Bert's blog

## Graph decomposition

I previously mentioned space-filling curves and their application in scientific computing, and concluded that post with the remark that space-filling curves are actually not the best solution if you want to distribute some large computational task over the separate nodes in a distributed memory parallel environment. In this post, I will show a more appropriate way to do this. And at the same time introduce another important mathematical concept: graph decomposition.

# A short recap

Domain decomposition is the technical term for splitting up a large problem into smaller parts so that multiple processing units can work on it simultaneously. Suppose for example that you have a ridiculously large image ($1,000,000\times{}1,000,000$ pixels, a non-representative example of which is shown below) and you want to apply some sort of filter to each of its $1,000,000,000,000$ pixels.

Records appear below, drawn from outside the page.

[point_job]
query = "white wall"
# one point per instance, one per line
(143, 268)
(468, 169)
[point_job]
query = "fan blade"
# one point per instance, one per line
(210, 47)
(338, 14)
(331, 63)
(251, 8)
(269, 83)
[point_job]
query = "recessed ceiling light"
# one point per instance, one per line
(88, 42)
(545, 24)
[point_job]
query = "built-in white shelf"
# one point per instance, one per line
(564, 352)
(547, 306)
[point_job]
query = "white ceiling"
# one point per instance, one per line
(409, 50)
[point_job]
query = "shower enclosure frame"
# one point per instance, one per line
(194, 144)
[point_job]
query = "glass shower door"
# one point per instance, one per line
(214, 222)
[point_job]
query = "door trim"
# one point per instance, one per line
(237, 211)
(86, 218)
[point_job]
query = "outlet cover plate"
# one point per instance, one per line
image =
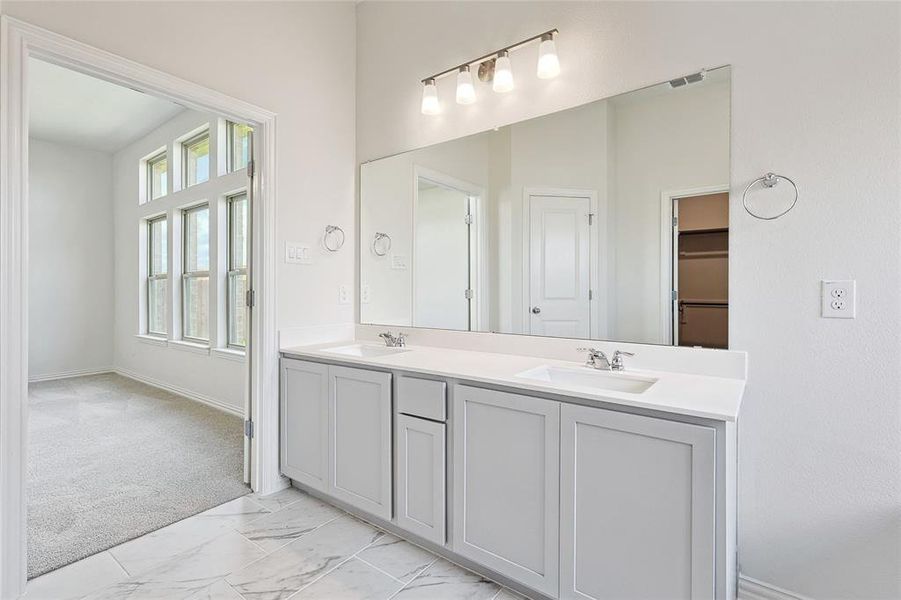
(839, 299)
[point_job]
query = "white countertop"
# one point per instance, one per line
(703, 396)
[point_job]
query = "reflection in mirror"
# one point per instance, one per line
(605, 221)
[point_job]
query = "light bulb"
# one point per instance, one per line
(503, 73)
(466, 92)
(430, 104)
(548, 63)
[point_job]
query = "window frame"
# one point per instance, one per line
(152, 276)
(231, 270)
(185, 145)
(187, 275)
(156, 158)
(230, 127)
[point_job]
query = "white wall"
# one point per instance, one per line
(815, 95)
(70, 327)
(295, 59)
(214, 376)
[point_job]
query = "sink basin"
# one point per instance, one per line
(584, 377)
(365, 350)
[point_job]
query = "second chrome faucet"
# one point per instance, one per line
(598, 360)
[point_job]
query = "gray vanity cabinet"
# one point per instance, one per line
(506, 484)
(637, 507)
(420, 478)
(359, 434)
(304, 422)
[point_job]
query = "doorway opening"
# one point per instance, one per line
(447, 281)
(700, 270)
(139, 227)
(24, 44)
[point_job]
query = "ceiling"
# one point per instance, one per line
(71, 108)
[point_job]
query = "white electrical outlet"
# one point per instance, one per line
(839, 299)
(298, 253)
(343, 294)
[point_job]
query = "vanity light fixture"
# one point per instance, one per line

If your filtering operation takes a millisecond per pixel, it would take a single processor unit almost $32$ years to finish the filter operation. Using all cores of a computer (let’s say there are $16$) reduces this to $2$ years. Using a supercomputer with $1,000$ of these computers (nodes) strung together reduces it to $17.5$ hours. Which is clearly a more acceptable time to wait.

In the case of the simple image filter (a clearly artificial case anyway) splitting up the image in $1,000$ pieces is the only thing required to work on it in parallel, and since operations on individual pixels are uncorrelated, the way these pieces match together (if they do) is not really important:

This changes when e.g. the filter operation does not only depend on the value of each pixel, but also on the value of its neighbouring pixels. After splitting up the image, it could happen that a node that is working on a specific pixel needs a neighbouring pixel that is stored on another node. In this case, the pixel information needs to be communicated from one node to another. This can only happen if we know where that pixel is located. Since this clearly also introduces an overhead (we need to do a communication that was not present in the original single threaded version of the filter), we clearly want to minimise the number of times this happens. In this case, the domain decomposition does not only need to split up the image, it also needs to (a) keep track of where the different pieces are relative w.r.t. each other, and (b) try to minimise the communication load caused by the decomposition.

Space-filling curves are a good way to decompose an image (or any other spatial domain) in an ordered way. They do however not directly address the second requirement for a good domain decomposition: they do not automatically minimise the number of communications. Despite this, they are still very often used for this purpose. The reason for this is that a space-filling curve (especially one with a constant separation length between successive points on the curve like the Hilbert curve) tends to (notice the choice of words) minimise the surface to volume ratio of the domains. Since the computational cost of a domain usually scales with the volume of the domain and its communication cost with its surface area, this leads to a decomposition with a small communication load.

This is however only true if the volume and surface area can be truthfully linked to respectively the computational cost and the communication cost, and if the factors linking both are fairly similar. Especially this last requirement is generally not satisfied: there is no reason why a domain that has a low volume to computation factor would also have a small surface area to communication factor or vice versa.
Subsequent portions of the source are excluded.